Retailing has never been an easy business. Changing tastes, new technologies, capricious landlords and finding loyal employees alone are enough to create conditions of failure. Add in the Internet, and today’s retailer faces incredible odds.
Here in Sonoma, those of us who’ve been here for some decades have watched the Plaza morph and change from a resident-serving hub to one oriented to tourists. Behind these changes are all the forces I’ve mentioned, yet among the nearly thirty wine-bars, numerous restaurants and shops selling over-priced kitsch there remains a few reminders of what downtown used to be. Is it a miracle of nature, or is something else at play?
Two of the best examples are the kitchenware shop Sign of the Bear and Eraldi’s, the mostly men’s clothing store. How is it that these two Sonoma Plaza icons have not been displaced by yet another tasting room?
One part of the answer lies in the fact that the local owners of both stores are in the shops nearly every day. Like conductors overseeing their orchestra, leadership brings a sense of authenticity and connection to employees and customers alike. In our age of anonymity, the presence of identity is itself a powerful force.
Another inescapable fact is that in both cases, the owners also own the real estate. This removes the “greed” factor associated with landlords seeking the highest possible return on their real estate investment. The “churning” of retailers on the Plaza is largely due to rising rents, rents rising not due to increased costs but due to profit opportunities created by “market conditions.” Resisting the lure of more income because it can be had tests the will to remain loyal to tenants, and sadly, many landlords fail that test.

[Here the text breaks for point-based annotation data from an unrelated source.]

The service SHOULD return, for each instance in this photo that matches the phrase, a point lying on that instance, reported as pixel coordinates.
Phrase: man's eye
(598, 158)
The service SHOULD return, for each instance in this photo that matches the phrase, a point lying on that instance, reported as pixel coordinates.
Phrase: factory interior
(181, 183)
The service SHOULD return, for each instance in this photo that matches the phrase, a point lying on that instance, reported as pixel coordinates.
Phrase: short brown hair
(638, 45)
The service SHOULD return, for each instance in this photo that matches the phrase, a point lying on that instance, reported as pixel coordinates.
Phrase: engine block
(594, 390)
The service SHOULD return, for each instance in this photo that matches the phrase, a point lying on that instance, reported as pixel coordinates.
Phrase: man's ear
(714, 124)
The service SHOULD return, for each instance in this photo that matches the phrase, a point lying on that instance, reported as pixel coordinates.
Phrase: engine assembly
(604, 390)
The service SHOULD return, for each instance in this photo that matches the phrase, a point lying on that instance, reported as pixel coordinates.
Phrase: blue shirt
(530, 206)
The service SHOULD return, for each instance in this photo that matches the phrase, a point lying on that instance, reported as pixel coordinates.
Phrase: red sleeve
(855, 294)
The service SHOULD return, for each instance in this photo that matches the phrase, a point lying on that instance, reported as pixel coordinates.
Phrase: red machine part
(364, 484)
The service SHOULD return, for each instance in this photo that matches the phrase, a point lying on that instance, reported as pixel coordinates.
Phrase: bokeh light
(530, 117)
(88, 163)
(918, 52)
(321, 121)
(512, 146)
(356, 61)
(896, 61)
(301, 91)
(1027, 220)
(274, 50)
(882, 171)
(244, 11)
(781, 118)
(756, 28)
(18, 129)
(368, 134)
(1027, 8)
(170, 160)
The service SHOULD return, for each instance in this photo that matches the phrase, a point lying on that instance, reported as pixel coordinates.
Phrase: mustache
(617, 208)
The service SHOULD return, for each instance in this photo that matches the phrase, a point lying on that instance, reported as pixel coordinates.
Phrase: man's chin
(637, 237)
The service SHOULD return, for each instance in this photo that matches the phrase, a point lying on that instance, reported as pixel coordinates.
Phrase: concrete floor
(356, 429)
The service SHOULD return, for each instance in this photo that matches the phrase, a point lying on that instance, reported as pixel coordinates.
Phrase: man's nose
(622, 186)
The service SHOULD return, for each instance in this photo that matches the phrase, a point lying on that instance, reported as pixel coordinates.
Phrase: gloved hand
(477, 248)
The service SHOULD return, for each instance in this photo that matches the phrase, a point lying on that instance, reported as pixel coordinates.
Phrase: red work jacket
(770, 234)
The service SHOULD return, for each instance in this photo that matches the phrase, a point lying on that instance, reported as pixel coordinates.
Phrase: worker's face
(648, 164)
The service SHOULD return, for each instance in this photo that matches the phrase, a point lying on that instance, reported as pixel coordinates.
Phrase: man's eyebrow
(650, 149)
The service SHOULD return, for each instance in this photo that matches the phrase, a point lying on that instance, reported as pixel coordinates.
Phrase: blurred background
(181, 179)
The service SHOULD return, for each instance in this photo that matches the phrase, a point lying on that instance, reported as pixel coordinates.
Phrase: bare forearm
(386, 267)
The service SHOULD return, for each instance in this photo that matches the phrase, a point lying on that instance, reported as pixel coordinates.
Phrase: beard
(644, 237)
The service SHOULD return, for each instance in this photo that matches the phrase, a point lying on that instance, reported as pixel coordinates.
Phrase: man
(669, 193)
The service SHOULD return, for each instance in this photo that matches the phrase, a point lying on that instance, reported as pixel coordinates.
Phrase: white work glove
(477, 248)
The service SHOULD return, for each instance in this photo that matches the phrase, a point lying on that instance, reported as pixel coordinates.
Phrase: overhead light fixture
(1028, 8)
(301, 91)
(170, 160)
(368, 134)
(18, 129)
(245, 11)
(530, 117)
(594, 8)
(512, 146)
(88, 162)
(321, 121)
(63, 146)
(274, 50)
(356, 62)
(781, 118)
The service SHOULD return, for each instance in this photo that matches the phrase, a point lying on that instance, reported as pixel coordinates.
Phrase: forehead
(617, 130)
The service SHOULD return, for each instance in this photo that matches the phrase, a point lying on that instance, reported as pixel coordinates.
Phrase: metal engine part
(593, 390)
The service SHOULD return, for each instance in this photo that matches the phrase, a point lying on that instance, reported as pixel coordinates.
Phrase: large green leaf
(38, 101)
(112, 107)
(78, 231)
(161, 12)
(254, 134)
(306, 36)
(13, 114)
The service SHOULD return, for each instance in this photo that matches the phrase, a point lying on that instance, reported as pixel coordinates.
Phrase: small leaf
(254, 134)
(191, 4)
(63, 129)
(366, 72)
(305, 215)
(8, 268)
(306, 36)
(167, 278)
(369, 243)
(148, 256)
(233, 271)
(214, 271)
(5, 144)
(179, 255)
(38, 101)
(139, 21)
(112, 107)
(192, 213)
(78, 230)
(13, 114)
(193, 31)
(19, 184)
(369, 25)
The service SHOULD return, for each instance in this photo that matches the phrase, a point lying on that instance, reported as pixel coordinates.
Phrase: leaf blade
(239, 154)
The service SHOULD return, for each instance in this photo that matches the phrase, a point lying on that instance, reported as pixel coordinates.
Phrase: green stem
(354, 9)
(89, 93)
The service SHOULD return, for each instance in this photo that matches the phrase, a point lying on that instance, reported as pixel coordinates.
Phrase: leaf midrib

The product offering also comes into play, and the relative lack of competition. Both stores have some competition, but none on the Plaza and not much nearby. When it comes to well-stocked men’s clothing stores, Eraldi’s is it. As for kitchen-ware, Sign of the Bear is a crazy-quilted, crowded, over-stocked experience of exuberant sensory overload. In today’s slick and trendy retail environment, both stores are now firmly established in the category of genuinely quaint.
It’s an accomplishment to survive in retail long enough to be declared quaint. Both stores are more than quaint, of course; you can find what you need for your kitchen or your closet, and in this way both shops fill real needs in real lives. But quaintness, like patina on an antique, is something acquired only over time. It can be imitated, of course, but that’s not genuine. Originality confers a unique quality all its own.
I suspect that as Internet shopping continues to expand, “brick and mortar” retailing will increasingly be more difficult to sustain. Each new technology forces earlier technologies into obsolescence. When mail-order technology arrived, the mighty Sears catalog hit the sales of the local general store. Ironically, Amazon and Internet technology have sealed the demise of once mighty Sears.
We can only hope for and appreciate shops owned by locals who stay true to their mission and vision. Sign of the Bear has survived long enough for cooking to have waxed, waned, and waxed again, and Eraldi’s solidly remains a bastion of fair-priced, common sense clothing. Yes, they are are quaint by today’s standards, but they are also, real, true and beautiful.